We hold that precious new baby in our arms and promise to protect this tiny human being with everything in our power. It’s difficult to trust anyone outside of our family or friend circle with the care of our beloved child, but sometimes we have to trust a nanny or babysitter.
An entire industry has sprung up around our desire to ensure our children are protected. We use caregiver agencies that advertise full background screenings on their employees. We stuff hidden “nanny cams” inside teddy bears so their watchful eyes can record what is happening in our home and download apps so we can check in from our computer or cellphone. Still, our worst fears can come true when someone entrusted with a child’s safety harms them.
These cases are particularly difficult because how do you solve a crime when the victim is too young to tell you their side of the story? This was the challenge local law enforcement faced when a six-month-old child in Springfield, Ohio was seriously abused and they set about determining whether the parents or the babysitter had committed the crime. In such situations, the key lies in reliable truth verification examinations to test the interview responses of all parties who may be involved.
When the Victim Can’t Speak for Themselves
When a parent discovers their child has been hurt, it’s a heart-stopping moment followed by a frantic rush to the hospital, consultations with doctors, and a police investigation. For law enforcement, the challenge is that the victim—if they are a baby or toddler—can’t speak for themselves. Instead, these cases rely primarily on either physical evidence or interviews with adults who may have been involved in the abuse or witnessed it.
The U.S. Department of Justice recommends a multidisciplinary approach for child abuse cases. Law enforcement works closely with the medical community, the courts, and Child Protective Services or other social agencies. Officers called to the home must not only call for emergency medical services and use what First Aid training they have while waiting for medical support, but they must also secure the scene, gather any evidence, and interview the people on the scene.
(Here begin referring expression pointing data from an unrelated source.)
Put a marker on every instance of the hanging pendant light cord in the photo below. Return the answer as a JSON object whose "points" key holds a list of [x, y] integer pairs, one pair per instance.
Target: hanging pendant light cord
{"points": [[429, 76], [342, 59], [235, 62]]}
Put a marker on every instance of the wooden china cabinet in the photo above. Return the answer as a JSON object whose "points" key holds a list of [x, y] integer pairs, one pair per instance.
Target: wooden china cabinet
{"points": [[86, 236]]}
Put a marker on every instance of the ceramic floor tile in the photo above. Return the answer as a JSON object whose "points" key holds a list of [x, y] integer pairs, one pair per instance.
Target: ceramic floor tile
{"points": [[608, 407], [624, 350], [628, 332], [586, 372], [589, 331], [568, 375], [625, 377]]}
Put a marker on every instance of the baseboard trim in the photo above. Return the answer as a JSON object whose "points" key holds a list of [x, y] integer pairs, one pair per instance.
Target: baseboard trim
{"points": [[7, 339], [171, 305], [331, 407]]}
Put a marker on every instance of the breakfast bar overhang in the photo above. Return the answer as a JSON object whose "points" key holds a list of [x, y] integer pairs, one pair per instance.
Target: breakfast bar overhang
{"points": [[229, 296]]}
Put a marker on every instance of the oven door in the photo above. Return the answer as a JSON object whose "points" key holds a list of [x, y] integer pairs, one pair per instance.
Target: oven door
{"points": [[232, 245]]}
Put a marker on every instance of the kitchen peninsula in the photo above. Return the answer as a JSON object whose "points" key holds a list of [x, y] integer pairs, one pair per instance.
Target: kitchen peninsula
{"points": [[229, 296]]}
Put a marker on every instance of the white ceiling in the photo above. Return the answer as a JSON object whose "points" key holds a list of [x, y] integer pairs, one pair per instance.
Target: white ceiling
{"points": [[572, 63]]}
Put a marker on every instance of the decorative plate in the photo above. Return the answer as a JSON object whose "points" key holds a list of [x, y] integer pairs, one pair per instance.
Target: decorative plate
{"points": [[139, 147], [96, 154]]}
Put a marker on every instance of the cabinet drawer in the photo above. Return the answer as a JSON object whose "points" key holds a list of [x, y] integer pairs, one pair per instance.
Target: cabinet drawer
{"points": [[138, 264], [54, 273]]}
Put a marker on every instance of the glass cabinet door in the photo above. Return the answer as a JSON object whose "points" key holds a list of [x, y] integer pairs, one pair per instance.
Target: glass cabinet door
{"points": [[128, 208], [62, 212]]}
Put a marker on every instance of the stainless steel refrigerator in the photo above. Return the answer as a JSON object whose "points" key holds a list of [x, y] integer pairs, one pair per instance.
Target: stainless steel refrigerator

Once doctors conduct emergency care and evaluate the child’s condition, the entire team works together to determine whether abuse took place and by whom. According to a 2015 American Academy of Pediatrics report, Child Protective Services investigate over two million suspected child maltreatment cases, and 18 percent of those are for physical abuse. Some medical conditions can be mistaken for abuse, so those need to be ruled out by the physicians, and it is also possible that the physical damage resulted from a simple accident.
It is up to law enforcement and social workers to do the groundwork, look at the history of the family, obtain a statement from attending physicians, and talk to neighbors and others who interacted with the family. But the most important interview is with the parents or caregivers, as well as the child if they are old enough to provide details. If this is the case, law enforcement should approach the interview carefully and be assisted by a social worker with expertise in interviewing children.
Interviewing the Parents
It’s crucial to interview the parents as soon as possible because you don’t want an abuser around an injured child, and if they have other children, they may need to be removed from the home. This trauma can be avoided by moving the case along as quickly as possible so innocent parents can be reunited with their children and guilty parents can have their children taken into safe hands.
The parents in the Ohio case were interviewed and given a Computer Voice Stress Analyzer (CVSA®) examination by Springfield P. D. Detective Patrick Kemper. To aid in a quick resolution, the CVSA is a truth verification system that is portable and non-invasive, which is especially important since the mother and father will likely be confused, upset, and scared for their child. Both parents passed the CVSA, so the police were able to move the case along and focus on discovering the actual perpetrator, while the parents returned to caring for their child.
Eliciting a Confession from the Real Suspect
The parents in the Ohio case had left their child in the care of a babysitter. Once the parents were cleared by the CVSA exam, she became the main suspect. Her attorney arranged for her to take a polygraph to prove her innocence, and she passed. In many cases, this would have been considered good enough, but a keen prosecutor insisted that the babysitter also take a CVSA examination. It’s important to have this kind of consistency where all suspected individuals are given similar examinations. After all, not all truth verification is created equal; the CVSA has been scientifically proven to have an accuracy rate of 98 percent and a low error rate, but the polygraph has a high rate of false positives or negatives. There are also many countermeasures that can skew the results of the polygraph, and it is possible the babysitter used some of these to achieve an innocent result.
When the babysitter was given the CVSA examination, it showed deception on three different charts. Once she was shown these charts, she admitted to causing the injuries and plead guilty. Had the investigators taken the results of the polygraph examination at face value, a guilty woman might have walked free and continued to harm other innocent children. This is why it is crucial to not only use truth verification system examinations consistently on all suspects but also to ensure the chosen technology is the most reliable system available.
Investigating child abuse is not only emotionally difficult but often hard to prove. When physical evidence is scarce or unclear, interviewing witnesses, familial suspects, caregivers and, in some instances, older children who may be witnesses or victims can make or break such a case. The CVSA is a valuable aid in these interviews and provides a proven method of truth verification in order to quickly determine the abuser and get the child to safety. Once there is a confession, law enforcement becomes the voice for abused children who can’t speak for themselves.